Within days of the 7.0 earthquake that destroyed much of Haiti, NetHope responded by setting up telecommunications links among a dozen relief groups, thanks largely in part to a $1.25 million donation from Microsoft and its partnerships with Cisco and Intel. The 10 megabyte local network provided Internet connectivity and extensions to voice over Internet protocol (VoIP)-style phones so that NetHope's members could coordinate the delivery of supplies in Haiti and send need assessments to the rest of the world.

However, the temporary network came under criticism a month later from local Internet service providers (ISPs) who said that this temporary network was taking away their business. Inveneo, the company that NetHope tapped to build the network, defended the action by saying that in the days after the earthquake it was critical for NGOs to have reliable connectivity in order to coordinate their actions using resources such as Google Maps. Local ISP wired networks appeared to remain functional in the aftermath of the earthquake, but had lost electricity to their wireless base stations. An agreement between Inveneo and the local ISPs was to be made so ISPs would start receiving money from NGOs using their bandwidth.

===2013 Typhoon Haiyan, Philippines===
On 8 November 2013, Typhoon Haiyan (known in the Philippines as Typhoon Yolanda), the largest typhoon in recorded history cut across the Visayas area of the Philippines.
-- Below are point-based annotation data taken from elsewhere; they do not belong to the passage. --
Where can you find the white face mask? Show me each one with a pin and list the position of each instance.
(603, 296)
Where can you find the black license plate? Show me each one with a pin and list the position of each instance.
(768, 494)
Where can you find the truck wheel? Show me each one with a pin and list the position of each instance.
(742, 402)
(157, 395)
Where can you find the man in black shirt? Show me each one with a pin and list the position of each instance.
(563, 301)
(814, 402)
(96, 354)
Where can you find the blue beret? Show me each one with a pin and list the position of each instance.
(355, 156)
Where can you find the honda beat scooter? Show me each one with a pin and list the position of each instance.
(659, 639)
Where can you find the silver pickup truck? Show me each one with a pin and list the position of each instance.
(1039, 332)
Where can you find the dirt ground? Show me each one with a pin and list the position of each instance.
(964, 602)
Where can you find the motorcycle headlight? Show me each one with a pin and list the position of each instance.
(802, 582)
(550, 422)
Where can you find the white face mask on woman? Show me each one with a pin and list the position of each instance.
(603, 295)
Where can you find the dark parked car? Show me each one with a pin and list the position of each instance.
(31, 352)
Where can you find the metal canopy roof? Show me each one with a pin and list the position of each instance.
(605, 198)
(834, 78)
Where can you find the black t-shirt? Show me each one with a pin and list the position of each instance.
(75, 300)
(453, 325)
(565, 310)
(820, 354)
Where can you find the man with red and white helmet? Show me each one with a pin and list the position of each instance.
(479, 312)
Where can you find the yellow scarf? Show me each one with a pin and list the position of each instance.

Over 14.1 million Filipinos were affected by the disaster and over 1.1 million houses were damaged either by strong winds or the storm surge that followed.

During the immediate disaster response, NetHope worked as part of the Emergency Telecommunications Cluster (ETC) to coordinate and establish connectivity in the worst affected areas. Members of the ETC worked together to provide connectivity to international and local response organizations in each location regardless of which ETC member provided the equipment and bandwidth.

NetHope, along with its partner British Telecom, established VSAT data services and VOIP voice services in Borongan, Roxas, and Estancia. Furthermore, NetHope acquired six Ku-Band VSAT terminals and received donated satellite bandwidth from AsiaSat, Speedcast, and SES. These were used to provide connectivity in Bogo, Concepcion, Bantayan Island, Maya, Carigara, and additional connectivity in Estancia. The donated bandwidth and services were scheduled to an end at the end of February 2014 when broadband or mobile data connectivity was scheduled be reinstated in most of these areas.

The following NetHope member organizations responded to Typhoon Haiyan: AmeriCares, Canadian Red Cross, CARE, Catholic Relief Services, ChildFund International, Christian Aid, Concern Worldwide, Direct Relief, Habitat for Humanity, Heifer International, International Federation of Red Cross/Red Crescent (IFRC), International Medical Corps (IMC), International Rescue Committee (IRC), Islamic Relief, Mercy Corps, Oxfam International, Plan International, Save the Children, SOS Children's Villages, and World Vision International.

=== 2015 Syrian refugee crisis, Europe ===
During the summer of 2015 and into 2016, NetHope installed wireless networks and mobile phone recharging systems along the European refugee migration route at more than 76 locations, including refugee camps and community centers. Most of these sites were in Greece, with several others deployed in the Balkans and Central Europe. In addition to providing network connectivity for refugee and aid workers' smartphones and other devices, NetHope partnered with Cisco's Tactical Operations and Microsoft to deploy cybersecurity protection to mitigate the risk that organized crime or combatants related to the Syrian Civil War might attempt to compromise sensitive information on user devices. Since the fall of 2015, the network has supported more than 600,000 devices, making it the largest purpose-built humanitarian network to date.